As the White House turned its attention Tuesday to climate change, Missouri Sen. Roy Blunt spoke out about trying to keep energy costs in check in the wake of new environmental regulations.
The Obama administration released its third U.S. National Climate Assessment on Tuesday, a report that points to longer and hotter summers, rain in heavier downpours, an extended period of wildfire potential and climatic impacts on agriculture, among other things.
But Mr. Blunt made a pitch for an amendment to a Senate bill that would demand a procedural point of order on any measure that allows a tax on carbon emissions.

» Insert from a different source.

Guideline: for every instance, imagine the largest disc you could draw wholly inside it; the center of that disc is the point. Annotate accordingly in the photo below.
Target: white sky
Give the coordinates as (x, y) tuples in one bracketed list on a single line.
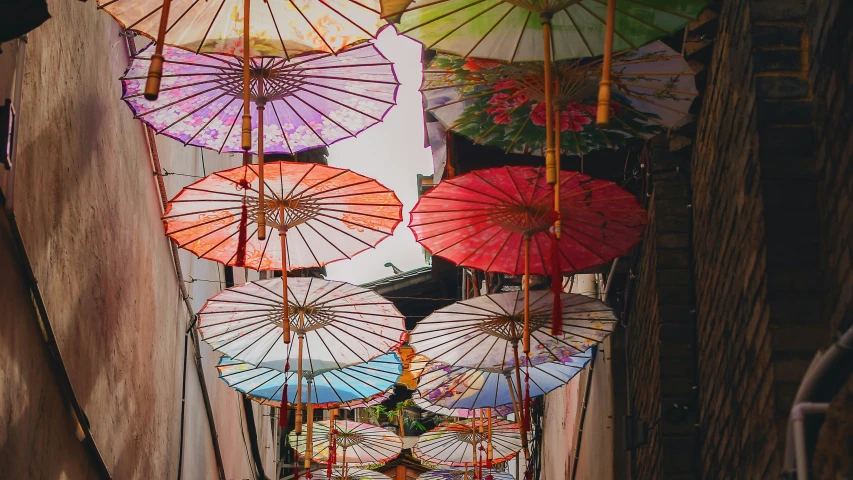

The Missouri Republican said such a tax would have the most significant impact on lower-income Americans, noting that families making less than $30,000 a year already pay between 15 and 20 percent of their annual take for energy costs.
“Struggling families are the hardest hit by bad energy policies,” Mr. Blunt said. “I’d like to see that debated.”
The latter remark refers to a decision by Sen. Harry Reid, the Democratic majority leader of the chamber, to limit the amendments that can be offered.
“We’re now reduced to asking for five energy amendments on an energy bill,” the Missourian said. “The Harry Reid gag order is not good for the Senate and it’s not good for the country.”
Mr. Blunt offered the amendment with Sen. Pat Toomey, a Republican from coal-rich Pennsylvania. The amendment would be tagged to legislation known as the “Energy Savings and Industrial Competitiveness Act.”
The Missouri lawmaker pointed out that his constituents depend on coal for more than 80 percent of their electricity needs. The imposition of a carbon tax, he said, citing a 2013 report from the National Association of Manufacturers, would result in an average 19 percent increase in household electricity rates.
“A carbon tax would lead to significant job losses and force American households to pay more at the pump, more to heat and cool their homes and more for almost every American-made product they buy,” Mr. Blunt said.
But the White House sent out a series of state-specific findings, hoping to localize the problems of climate change. In Missouri, for example, the report said power plants and major factories generated 87 million metric tons of carbon pollution, or the equivalent of about 18 million cars.
Environmental groups endorsed the assessment.
“Missouri’s health and economy will continue to be hit hard by climate disruption, which is why our state should seize the opportunity to be part of the solution,” John Hickey, director of the Missouri chapter of the Sierra Club, said. “There’s no reason Missouri should be lagging in the transition from coal to clean energy.”